Meijin ne répondit pas, son visage virant au rouge, en accord avec le thème flamboyant de son avatar. Il était en train de créer un monstre en permettant à son amie androïde de se comporter un peu plus comme un être humain. Si ses capteurs permettaient d'analyser avec une précision le millimètre près de chaque expression du visage d'un individu, cela revenait quasiment à lire dans les pensées. Heureusement que ses capacités robotiques étaient réduites dans le Codélia, étant séparée de son unité centrale.

- Bienvenue à tous pour la finale du Festival Numérique, le moment que vous attendez tous est enfin arrivé. Nos deux participants préférés viennent d'arriver pour se livrer une lutte sans merci ! s'exclama la voix de Shironeko, résonnant à travers le stade.

Même si les lignes blanches permettant de délimiter un terrain de combat Pokémon étaient visibles sur le sol, elles ne servaient que rarement. Et ce n'était pas ce soir que cela allait changer. La digne bataille entre les deux finalistes prendrait place par la voie des airs, sur un circuit Haute-Vitesse qui traversait la cité Codélienne et formait une boucle juste au dessus du stade. En temps normal, un embranchement de divers circuits se mélangeaient dans le ciel du réseau. Mais il s'agissait cette fois-ci d'un soir de finale.

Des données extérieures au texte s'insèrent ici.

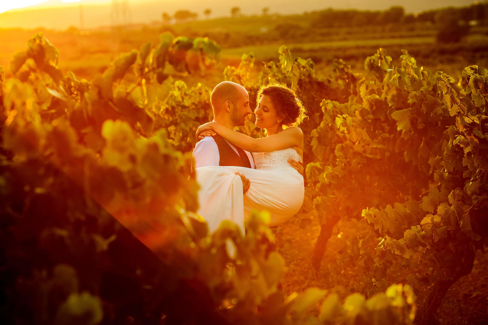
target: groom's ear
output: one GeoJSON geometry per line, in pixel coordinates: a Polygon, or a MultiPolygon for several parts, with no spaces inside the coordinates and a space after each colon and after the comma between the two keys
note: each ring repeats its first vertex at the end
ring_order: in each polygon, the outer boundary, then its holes
{"type": "Polygon", "coordinates": [[[225,110],[228,112],[230,112],[230,111],[232,110],[232,103],[230,102],[230,101],[225,101],[225,102],[224,103],[224,106],[225,107],[225,110]]]}

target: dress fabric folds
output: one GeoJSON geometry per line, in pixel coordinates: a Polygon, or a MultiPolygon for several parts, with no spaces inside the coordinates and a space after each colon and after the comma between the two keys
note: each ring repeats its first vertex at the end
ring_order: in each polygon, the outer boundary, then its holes
{"type": "Polygon", "coordinates": [[[303,176],[290,166],[289,158],[301,160],[291,148],[270,152],[253,153],[256,169],[235,166],[209,166],[196,168],[200,184],[197,213],[206,221],[210,232],[224,220],[230,220],[245,233],[244,221],[256,209],[270,214],[268,224],[273,226],[294,216],[303,203],[303,176]],[[239,172],[250,182],[243,195],[239,172]]]}

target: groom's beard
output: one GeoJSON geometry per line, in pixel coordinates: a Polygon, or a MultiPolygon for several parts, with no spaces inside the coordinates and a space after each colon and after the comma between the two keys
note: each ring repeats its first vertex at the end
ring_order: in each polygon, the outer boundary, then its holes
{"type": "Polygon", "coordinates": [[[236,126],[242,126],[244,124],[245,116],[240,115],[237,110],[234,110],[230,116],[230,120],[236,126]]]}

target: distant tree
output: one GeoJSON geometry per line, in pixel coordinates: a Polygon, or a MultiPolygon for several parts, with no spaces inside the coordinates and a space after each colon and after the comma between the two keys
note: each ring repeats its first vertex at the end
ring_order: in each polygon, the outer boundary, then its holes
{"type": "Polygon", "coordinates": [[[203,11],[203,14],[206,17],[207,19],[208,19],[208,17],[212,14],[212,9],[206,9],[205,11],[203,11]]]}
{"type": "Polygon", "coordinates": [[[175,13],[173,17],[178,22],[183,22],[190,19],[196,19],[198,17],[198,14],[189,10],[178,10],[175,13]]]}
{"type": "Polygon", "coordinates": [[[469,31],[469,25],[461,19],[460,12],[449,8],[436,13],[437,25],[435,40],[438,43],[457,43],[469,31]]]}
{"type": "Polygon", "coordinates": [[[232,7],[230,9],[230,15],[233,17],[237,17],[241,15],[240,7],[232,7]]]}
{"type": "Polygon", "coordinates": [[[163,14],[161,15],[161,16],[163,17],[163,22],[164,22],[166,25],[168,24],[170,22],[171,22],[171,20],[173,19],[171,16],[168,15],[168,13],[167,12],[163,13],[163,14]]]}
{"type": "Polygon", "coordinates": [[[388,23],[395,23],[402,21],[405,15],[405,9],[401,6],[394,6],[385,10],[380,16],[380,23],[385,25],[388,23]]]}

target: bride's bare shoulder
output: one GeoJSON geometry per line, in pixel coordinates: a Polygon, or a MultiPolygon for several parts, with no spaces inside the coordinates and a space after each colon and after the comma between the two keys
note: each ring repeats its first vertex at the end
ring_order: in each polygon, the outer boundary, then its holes
{"type": "Polygon", "coordinates": [[[288,134],[295,136],[300,136],[303,137],[304,133],[302,131],[302,129],[298,127],[298,126],[292,126],[291,127],[287,127],[285,130],[283,130],[284,132],[286,132],[288,134]]]}

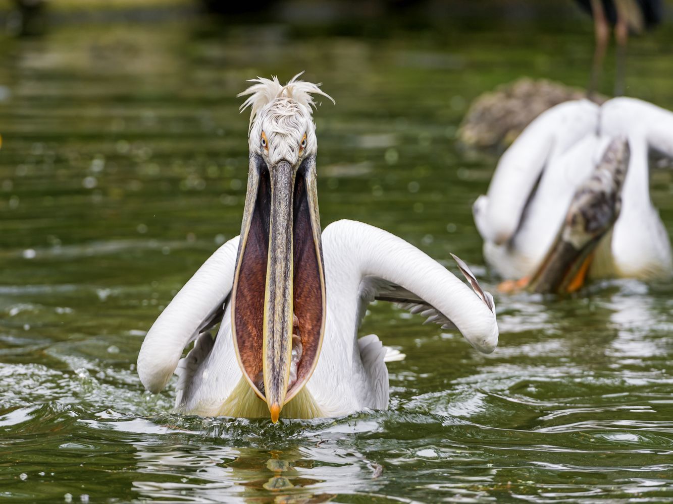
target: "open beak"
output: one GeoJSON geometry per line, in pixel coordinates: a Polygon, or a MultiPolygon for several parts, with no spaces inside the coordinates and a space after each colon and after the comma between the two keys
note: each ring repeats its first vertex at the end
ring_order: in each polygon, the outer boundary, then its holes
{"type": "Polygon", "coordinates": [[[267,167],[251,155],[232,292],[239,364],[271,421],[318,362],[325,280],[315,158],[267,167]]]}
{"type": "Polygon", "coordinates": [[[575,192],[563,225],[527,290],[562,294],[582,286],[596,247],[619,216],[629,157],[626,140],[610,142],[592,176],[575,192]]]}

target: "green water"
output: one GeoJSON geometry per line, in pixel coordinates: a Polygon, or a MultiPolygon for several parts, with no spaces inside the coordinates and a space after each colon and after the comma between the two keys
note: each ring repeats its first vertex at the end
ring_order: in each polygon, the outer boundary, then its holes
{"type": "MultiPolygon", "coordinates": [[[[367,222],[456,271],[454,252],[493,292],[470,206],[496,158],[458,150],[456,126],[522,75],[582,85],[590,29],[302,38],[194,19],[3,40],[0,498],[673,502],[670,284],[496,294],[488,356],[380,303],[362,333],[407,355],[385,412],[180,417],[173,385],[152,396],[135,371],[162,308],[240,229],[246,79],[306,69],[336,99],[316,113],[323,226],[367,222]]],[[[668,34],[636,41],[627,83],[673,108],[668,34]]],[[[652,183],[673,233],[673,172],[652,183]]]]}

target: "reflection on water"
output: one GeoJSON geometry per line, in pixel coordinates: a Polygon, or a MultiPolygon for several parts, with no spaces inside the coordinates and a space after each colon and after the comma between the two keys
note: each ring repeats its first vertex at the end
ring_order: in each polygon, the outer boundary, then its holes
{"type": "MultiPolygon", "coordinates": [[[[194,20],[64,26],[0,45],[0,495],[673,499],[670,284],[496,296],[501,343],[485,356],[378,303],[362,333],[407,355],[389,366],[386,412],[277,425],[184,417],[170,413],[172,386],[151,396],[135,372],[157,313],[238,233],[247,118],[234,96],[256,75],[306,69],[336,100],[316,113],[323,226],[367,221],[450,268],[454,252],[493,292],[470,208],[495,159],[456,151],[456,127],[497,83],[581,85],[590,62],[590,26],[531,29],[302,39],[194,20]]],[[[673,108],[658,70],[668,34],[635,42],[650,56],[629,60],[628,82],[673,108]]],[[[652,183],[672,233],[673,173],[652,183]]]]}

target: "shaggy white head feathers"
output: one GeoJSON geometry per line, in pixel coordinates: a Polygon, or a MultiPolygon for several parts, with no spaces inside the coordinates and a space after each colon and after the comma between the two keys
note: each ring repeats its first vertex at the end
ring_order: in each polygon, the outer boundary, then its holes
{"type": "Polygon", "coordinates": [[[238,96],[248,96],[241,112],[250,107],[248,132],[250,150],[264,159],[270,165],[282,159],[295,165],[318,150],[316,126],[312,107],[316,108],[313,95],[322,95],[334,103],[332,97],[311,82],[297,81],[298,73],[284,86],[278,77],[257,77],[255,83],[238,96]]]}

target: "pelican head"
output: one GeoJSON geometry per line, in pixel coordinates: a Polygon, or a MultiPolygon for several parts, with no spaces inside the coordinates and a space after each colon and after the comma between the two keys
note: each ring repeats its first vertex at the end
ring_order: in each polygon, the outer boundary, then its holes
{"type": "Polygon", "coordinates": [[[250,168],[232,327],[243,375],[274,423],[315,369],[325,325],[312,94],[332,99],[299,75],[284,86],[258,77],[239,95],[242,112],[251,108],[250,168]]]}

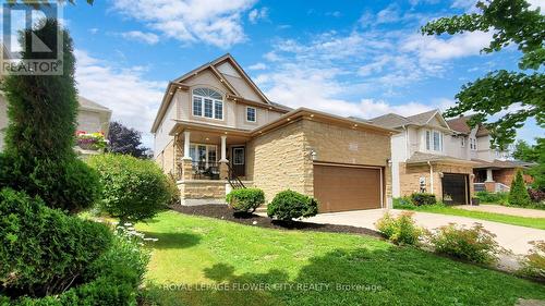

Le match allait être retransmis en direct sur les écrans géants et l'audience ne manquerait pas de faire du bruit chaque fois qu'ils repasseraient par le point de départ. Meijin comme Elkira y étaient habitués à présent et même si ce n'était pas possible pour la deuxième, le premier n'allait pas céder à la pression. Même si ses débuts devant une audience aussi imposante l'avaient soumis à un stress important, il était expérimenté à présent.

- On dirait bien que c'est l'heure. Comme promis, je ne vais pas te faire de cadeaux ma chère. Te laisser gagner ne faisait pas partie de mes engagements lorsque je t'ai instruit sur les humains.

- Mes chances de victoire sont de quatre-vingt pour cent d'après les statisticiens. Je ferais ce qu'il faut pour faire transformer ça en probabilité totale d'ici les premières minutes, déclara la fille ninja, récupérant malgré elle son habituel ton monocorde.

- Fais gaffe, t'es déjà en train de rouiller !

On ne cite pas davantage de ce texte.